Isar Aerpospace-Sprecherin: „Haben großes Interesse an Austausch mit Nachbarn“

„Während des Betriebs unserer Anlagen werden von Zeit zu Zeit flüssiger Stickstoff oder Sauerstoff abgelassen, wodurch unter bestimmten Wetter-Bedingungen die Feuchtigkeit aus der Umgebungsluft zu Nebel kondensieren kann. Dieser Nebel entspricht in Zusammensetzung und Eigenschaften exakt dem natürlich entstehenden Nebel“, erläutert wiederum eine Unternehmenssprecherin von Isar Aerospace, Die Klage richte sich nicht gegen das Unternehmen, sondern die zuständigen Behörden. „Wir weisen darauf hin, dass das Landratsamt Altötting die Genehmigung für den Betrieb des Test-Prüfstands in Reischach nach ausführlichen Prüfungen erteilt hat. Wir erfüllen nicht nur alle Anforderungen an den Testbetrieb und halten alle gesetzlichen Grenzwerte ein - sie werden zudem deutlich unterschritten. Außerdem gehen unsere Schutzmaßnahmen, die wir laufend prüfen und weiterentwickeln, schon heute deutlich über die Vorgaben hinaus.“

Unmittelbar oberhalb von Bernhard Oberhausers Grundstück in Reischach befindet sich die Testanlage von Isar Aerospace.
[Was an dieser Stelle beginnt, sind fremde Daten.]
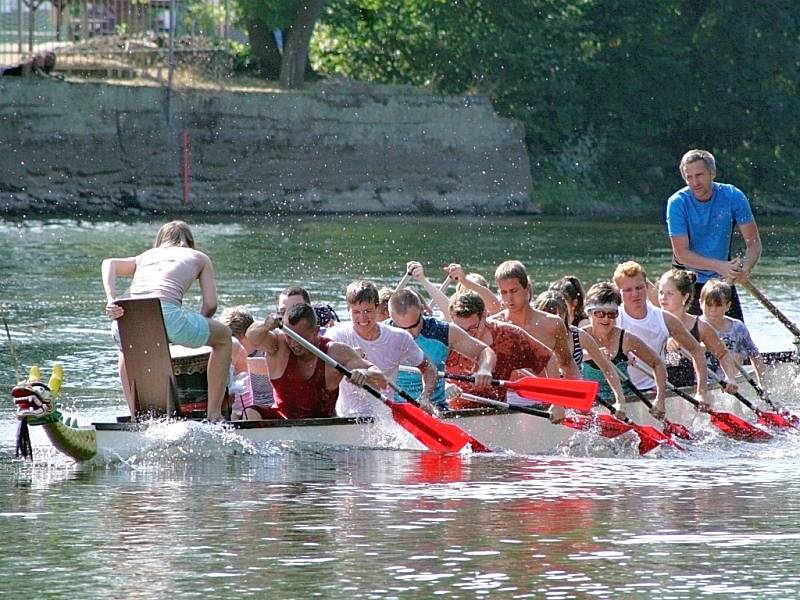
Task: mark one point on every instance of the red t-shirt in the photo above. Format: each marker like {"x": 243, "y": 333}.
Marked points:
{"x": 298, "y": 398}
{"x": 515, "y": 349}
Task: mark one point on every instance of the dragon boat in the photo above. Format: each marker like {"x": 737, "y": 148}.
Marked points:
{"x": 171, "y": 389}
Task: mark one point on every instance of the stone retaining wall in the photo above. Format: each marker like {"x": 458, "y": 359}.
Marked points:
{"x": 94, "y": 149}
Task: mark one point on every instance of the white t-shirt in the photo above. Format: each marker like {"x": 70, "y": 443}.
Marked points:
{"x": 392, "y": 348}
{"x": 652, "y": 330}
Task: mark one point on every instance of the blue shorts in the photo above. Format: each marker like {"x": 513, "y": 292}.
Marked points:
{"x": 185, "y": 327}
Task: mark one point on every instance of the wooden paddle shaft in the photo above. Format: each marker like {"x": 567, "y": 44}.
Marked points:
{"x": 758, "y": 295}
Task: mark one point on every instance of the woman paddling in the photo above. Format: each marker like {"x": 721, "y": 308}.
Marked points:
{"x": 167, "y": 271}
{"x": 602, "y": 306}
{"x": 676, "y": 294}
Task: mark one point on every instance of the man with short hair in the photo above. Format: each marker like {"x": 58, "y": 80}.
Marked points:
{"x": 385, "y": 347}
{"x": 437, "y": 338}
{"x": 700, "y": 220}
{"x": 515, "y": 348}
{"x": 654, "y": 326}
{"x": 294, "y": 294}
{"x": 304, "y": 385}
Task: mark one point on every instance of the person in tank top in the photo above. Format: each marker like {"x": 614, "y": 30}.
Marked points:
{"x": 167, "y": 271}
{"x": 304, "y": 385}
{"x": 655, "y": 326}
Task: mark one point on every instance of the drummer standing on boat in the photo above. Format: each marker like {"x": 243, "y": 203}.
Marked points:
{"x": 700, "y": 220}
{"x": 167, "y": 271}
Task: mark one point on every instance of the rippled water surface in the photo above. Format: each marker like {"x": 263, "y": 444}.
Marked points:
{"x": 202, "y": 514}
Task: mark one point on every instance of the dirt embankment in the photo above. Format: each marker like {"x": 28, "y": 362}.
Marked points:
{"x": 94, "y": 149}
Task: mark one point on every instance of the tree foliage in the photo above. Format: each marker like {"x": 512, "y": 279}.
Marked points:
{"x": 611, "y": 92}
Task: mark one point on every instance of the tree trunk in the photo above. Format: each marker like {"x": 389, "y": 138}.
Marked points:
{"x": 295, "y": 46}
{"x": 265, "y": 53}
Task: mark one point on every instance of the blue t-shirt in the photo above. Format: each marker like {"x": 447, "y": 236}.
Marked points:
{"x": 709, "y": 224}
{"x": 433, "y": 339}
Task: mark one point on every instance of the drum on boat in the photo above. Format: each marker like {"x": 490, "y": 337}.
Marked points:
{"x": 189, "y": 365}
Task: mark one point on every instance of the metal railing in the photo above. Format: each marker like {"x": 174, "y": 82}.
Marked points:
{"x": 123, "y": 39}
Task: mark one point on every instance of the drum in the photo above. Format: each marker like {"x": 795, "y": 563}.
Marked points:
{"x": 189, "y": 365}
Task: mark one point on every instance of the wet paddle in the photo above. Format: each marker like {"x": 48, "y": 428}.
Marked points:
{"x": 758, "y": 295}
{"x": 430, "y": 431}
{"x": 649, "y": 437}
{"x": 570, "y": 393}
{"x": 670, "y": 428}
{"x": 791, "y": 417}
{"x": 731, "y": 425}
{"x": 606, "y": 425}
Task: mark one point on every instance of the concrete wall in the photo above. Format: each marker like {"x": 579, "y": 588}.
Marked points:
{"x": 98, "y": 149}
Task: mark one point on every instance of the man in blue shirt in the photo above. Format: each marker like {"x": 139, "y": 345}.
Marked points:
{"x": 700, "y": 220}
„Wir haben ein großes Interesse an einem Austausch mit der Nachbarschaft an unseren Standorten, auch in Reischach. Daher gab es im Oktober letztes Jahr mit der Gemeinde Reischach und den Anwohnerinnen und Anwohnern ein persönliches Treffen, um die Rahmenbedingungen der Genehmigung zu erörtern und mögliche offene Fragen zu besprechen. Seitdem stehen wir mit den Anwohnern im regelmäßigen Austausch und konnten offene Fragen im Dialog klären“, schließt die Sprecherin ihre Ausführungen.